My Thoughts
The Old Grammar — Part III: Getting Better
The Beatles give us two songs, and the difference between them is the sharpest diagnostic tool in this entire analysis.
"Run for Your Life," on Rubber Soul in 1965, opens with the narrator declaring he'd rather see the woman dead than with another man. The mechanism is overt — possession, threat, the woman as property whose transfer to anyone else is intolerable. Lennon later called it his least favorite Beatles song, said it was lazy, and essentially disowned it. The culture, by and large, let him. The song is remembered as an anomaly, a throwaway, unrepresentative of the catalog's achievement.
"Getting Better," on Sgt. Pepper's Lonely Hearts Club Band in 1967, is the harder case. The verse describes a man who used to be cruel to his partner — who beat her and kept her from the things she loved. In his final major interview, conducted for Playboy in 1980, Lennon confirmed the lyric was autobiographical. "I was a hitter," he said. "I couldn't express myself and I hit." The confession is real. The harm was real.
But "Getting Better" was never disowned. It sits on one of the most critically celebrated albums in the history of recorded music. And here is what the song does with the confession: it buries it inside a redemption frame. I used to be cruel — but it's getting better all the time. The structure produces emotional resolution. Optimism. Forward movement. Relief. Hundreds of millions of people absorbed that resolution before the 1980 interview surfaced the autobiographical context. The song pre-processed the harm. By the time the confession arrived, the audience had already been through catharsis. There was nothing left to feel.
This is the mechanism the culture uses most effectively to process harm without accountability. Call it redemption framing. It operates in four moves.
First: the confession becomes the absolution. To admit something publicly reads culturally as growth — the matter is, in some emotional sense, considered resolved. The admission performs accountability without requiring any of its substance.
Second: the victim is erased from the transaction. The woman the song describes — kept from the things she loved, hit by a man who couldn't express himself — is never named, never centered, never given a voice. The entire moral reckoning happens between Lennon and the audience. She is not in the room. The song, the interview, the cultural processing: none of it is for her.

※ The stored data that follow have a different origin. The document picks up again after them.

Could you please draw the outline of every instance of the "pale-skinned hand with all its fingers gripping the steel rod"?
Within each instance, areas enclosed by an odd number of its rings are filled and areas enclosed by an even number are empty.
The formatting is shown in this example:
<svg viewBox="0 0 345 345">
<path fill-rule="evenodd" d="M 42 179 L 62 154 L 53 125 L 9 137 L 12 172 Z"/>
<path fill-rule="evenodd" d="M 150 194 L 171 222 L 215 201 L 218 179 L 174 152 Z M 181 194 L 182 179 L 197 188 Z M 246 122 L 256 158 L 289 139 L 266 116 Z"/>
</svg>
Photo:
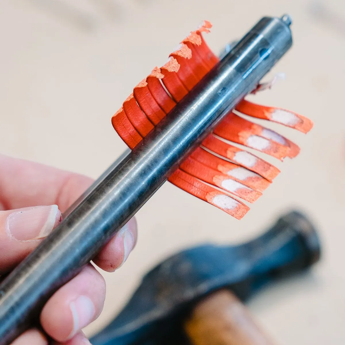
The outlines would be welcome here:
<svg viewBox="0 0 345 345">
<path fill-rule="evenodd" d="M 92 179 L 86 176 L 0 155 L 0 275 L 10 272 L 53 231 L 61 220 L 61 212 L 91 183 Z M 136 241 L 133 218 L 93 263 L 114 272 L 127 259 Z M 103 277 L 89 264 L 48 300 L 40 316 L 42 329 L 55 345 L 90 344 L 81 328 L 99 316 L 105 293 Z M 44 332 L 30 329 L 11 345 L 51 344 Z"/>
</svg>

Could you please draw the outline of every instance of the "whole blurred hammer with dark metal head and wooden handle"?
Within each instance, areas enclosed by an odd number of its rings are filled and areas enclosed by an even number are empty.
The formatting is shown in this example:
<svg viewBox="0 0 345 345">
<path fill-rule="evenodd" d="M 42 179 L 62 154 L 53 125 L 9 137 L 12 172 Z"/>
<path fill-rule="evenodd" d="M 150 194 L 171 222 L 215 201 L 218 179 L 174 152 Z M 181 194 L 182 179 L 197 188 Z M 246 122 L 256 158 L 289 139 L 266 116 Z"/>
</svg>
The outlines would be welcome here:
<svg viewBox="0 0 345 345">
<path fill-rule="evenodd" d="M 244 301 L 320 257 L 313 225 L 294 211 L 238 246 L 184 250 L 152 269 L 93 345 L 272 345 Z"/>
</svg>

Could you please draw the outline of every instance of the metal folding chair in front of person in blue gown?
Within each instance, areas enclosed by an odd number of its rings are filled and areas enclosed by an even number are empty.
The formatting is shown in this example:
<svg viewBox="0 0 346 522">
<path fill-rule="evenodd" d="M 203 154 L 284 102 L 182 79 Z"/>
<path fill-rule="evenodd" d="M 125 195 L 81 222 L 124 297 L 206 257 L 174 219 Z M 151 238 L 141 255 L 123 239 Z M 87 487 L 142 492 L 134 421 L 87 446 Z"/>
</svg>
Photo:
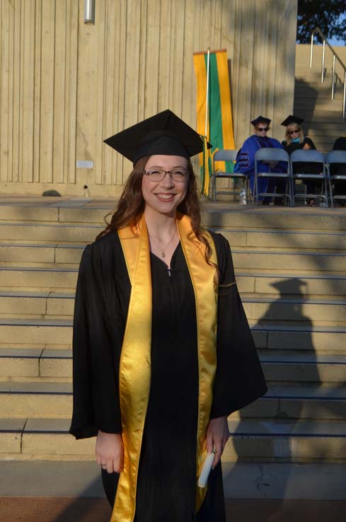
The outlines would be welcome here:
<svg viewBox="0 0 346 522">
<path fill-rule="evenodd" d="M 287 170 L 285 172 L 272 172 L 271 168 L 269 172 L 259 172 L 258 165 L 260 162 L 265 163 L 279 163 L 284 162 L 287 164 Z M 258 192 L 258 179 L 259 178 L 274 178 L 285 180 L 285 191 L 282 192 Z M 255 182 L 253 185 L 253 202 L 258 203 L 259 196 L 271 196 L 271 197 L 286 197 L 289 201 L 289 206 L 292 207 L 292 175 L 289 163 L 289 155 L 284 149 L 270 149 L 263 148 L 259 149 L 255 153 Z"/>
</svg>

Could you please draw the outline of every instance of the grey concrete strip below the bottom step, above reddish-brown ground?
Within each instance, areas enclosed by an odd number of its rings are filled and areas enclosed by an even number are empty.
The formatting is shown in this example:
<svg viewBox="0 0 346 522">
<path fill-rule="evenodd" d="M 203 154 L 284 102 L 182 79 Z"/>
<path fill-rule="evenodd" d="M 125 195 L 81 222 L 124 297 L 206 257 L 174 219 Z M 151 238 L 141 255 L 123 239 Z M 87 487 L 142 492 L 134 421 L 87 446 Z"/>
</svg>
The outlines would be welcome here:
<svg viewBox="0 0 346 522">
<path fill-rule="evenodd" d="M 345 464 L 224 463 L 223 474 L 229 500 L 342 501 L 346 506 Z M 101 499 L 100 467 L 81 461 L 2 461 L 0 497 Z"/>
</svg>

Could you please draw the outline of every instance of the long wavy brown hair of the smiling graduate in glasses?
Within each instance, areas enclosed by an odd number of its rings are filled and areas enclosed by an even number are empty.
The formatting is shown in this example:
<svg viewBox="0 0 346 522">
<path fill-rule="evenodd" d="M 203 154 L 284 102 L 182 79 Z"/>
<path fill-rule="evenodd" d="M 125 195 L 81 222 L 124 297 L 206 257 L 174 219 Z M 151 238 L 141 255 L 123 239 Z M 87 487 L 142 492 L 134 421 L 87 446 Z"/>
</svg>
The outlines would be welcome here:
<svg viewBox="0 0 346 522">
<path fill-rule="evenodd" d="M 119 228 L 131 225 L 136 226 L 144 213 L 145 202 L 142 195 L 142 175 L 150 156 L 140 158 L 134 165 L 132 173 L 127 178 L 119 203 L 114 211 L 105 216 L 105 223 L 107 226 L 105 230 L 98 234 L 97 238 L 102 238 L 110 232 L 115 232 Z M 193 172 L 192 163 L 188 160 L 188 186 L 186 188 L 186 195 L 183 201 L 178 205 L 177 211 L 180 214 L 185 214 L 191 219 L 192 231 L 195 233 L 197 239 L 205 246 L 205 260 L 208 265 L 214 266 L 210 262 L 212 256 L 212 248 L 209 241 L 203 234 L 201 226 L 201 211 L 200 203 L 198 202 L 197 183 L 195 173 Z M 112 216 L 110 222 L 107 219 Z M 217 268 L 217 267 L 216 267 Z"/>
</svg>

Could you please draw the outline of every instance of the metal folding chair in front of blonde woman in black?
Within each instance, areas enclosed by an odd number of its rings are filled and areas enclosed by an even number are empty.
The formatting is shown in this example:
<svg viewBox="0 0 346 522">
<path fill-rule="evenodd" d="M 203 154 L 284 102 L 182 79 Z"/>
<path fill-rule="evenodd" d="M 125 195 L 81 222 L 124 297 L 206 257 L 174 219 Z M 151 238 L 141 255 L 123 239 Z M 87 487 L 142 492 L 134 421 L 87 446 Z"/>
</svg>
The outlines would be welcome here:
<svg viewBox="0 0 346 522">
<path fill-rule="evenodd" d="M 329 185 L 329 191 L 331 193 L 331 187 L 330 187 L 330 179 L 328 176 L 327 169 L 325 168 L 325 158 L 323 156 L 323 153 L 320 151 L 315 151 L 313 149 L 309 149 L 308 151 L 304 149 L 299 149 L 297 151 L 293 151 L 291 156 L 291 171 L 292 171 L 292 180 L 293 180 L 293 199 L 295 201 L 296 198 L 302 198 L 302 199 L 324 199 L 325 204 L 328 207 L 328 185 Z M 321 174 L 311 174 L 311 173 L 294 173 L 294 165 L 295 163 L 306 163 L 308 165 L 311 165 L 312 163 L 321 163 Z M 321 191 L 319 194 L 308 194 L 305 192 L 304 194 L 296 194 L 295 191 L 295 182 L 296 180 L 318 180 L 321 181 Z M 333 206 L 333 201 L 332 201 Z"/>
</svg>

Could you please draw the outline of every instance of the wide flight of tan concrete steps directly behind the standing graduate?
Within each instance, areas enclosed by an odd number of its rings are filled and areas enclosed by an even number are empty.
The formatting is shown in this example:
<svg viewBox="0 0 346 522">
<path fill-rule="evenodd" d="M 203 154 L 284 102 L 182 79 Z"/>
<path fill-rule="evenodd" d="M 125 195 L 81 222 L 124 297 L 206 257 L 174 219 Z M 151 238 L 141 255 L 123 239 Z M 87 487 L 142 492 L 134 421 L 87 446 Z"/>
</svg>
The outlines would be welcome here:
<svg viewBox="0 0 346 522">
<path fill-rule="evenodd" d="M 111 204 L 23 201 L 0 204 L 0 460 L 93 460 L 68 434 L 72 313 Z M 203 220 L 231 243 L 269 384 L 229 419 L 225 463 L 345 463 L 345 211 L 204 204 Z"/>
</svg>

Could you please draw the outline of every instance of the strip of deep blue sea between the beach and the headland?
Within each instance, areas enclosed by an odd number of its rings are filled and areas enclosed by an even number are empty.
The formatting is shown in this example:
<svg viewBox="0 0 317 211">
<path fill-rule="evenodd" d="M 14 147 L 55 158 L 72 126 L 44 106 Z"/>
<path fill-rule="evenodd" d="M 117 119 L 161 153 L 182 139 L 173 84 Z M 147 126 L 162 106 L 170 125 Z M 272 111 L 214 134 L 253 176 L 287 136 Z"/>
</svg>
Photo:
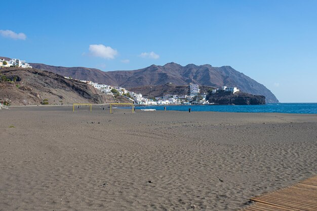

Third: the genius exception applies. There is a specific latitude cultural systems extend to people designated as exceptional — Lennon, Picasso, Hemingway, Kanye. The compartmentalization of art from behavior is not distributed evenly across society. It is reserved for people whose output has already been absorbed into the infrastructure — into what we teach, what we preserve, what we build our sense of artistic history on. To fully reckon with Lennon means, in some measure, dismantling the aura of Sgt. Pepper. The system will not do that. The genius exception is not a moral position. It is a preservation instinct.
Fourth, and most durable: emotional pre-processing. "Getting Better" produced a feeling — hope, resolution, the satisfaction of witnessing growth — in the bodies of everyone who heard it. That feeling is stored. It is not undone by subsequent information. When the 1980 confession arrived, most listeners did not experience it as new evidence of violence. They experienced it as confirmation of a story they had already emotionally completed. The song had already told them how to feel.
This is why the culture tolerates what it tolerates. The threshold is not the seriousness of the harm. "Run for Your Life" threatened a woman's life and was rejected — but it was rejected because it was legible. There was nowhere to put the discomfort except at the song. "Getting Better" described actual ongoing abuse and was celebrated — because the discomfort had been pre-routed into optimism by the song's own emotional architecture. The culture does not reject harm that arrives in beautiful packaging. It absorbs it. It calls it getting better.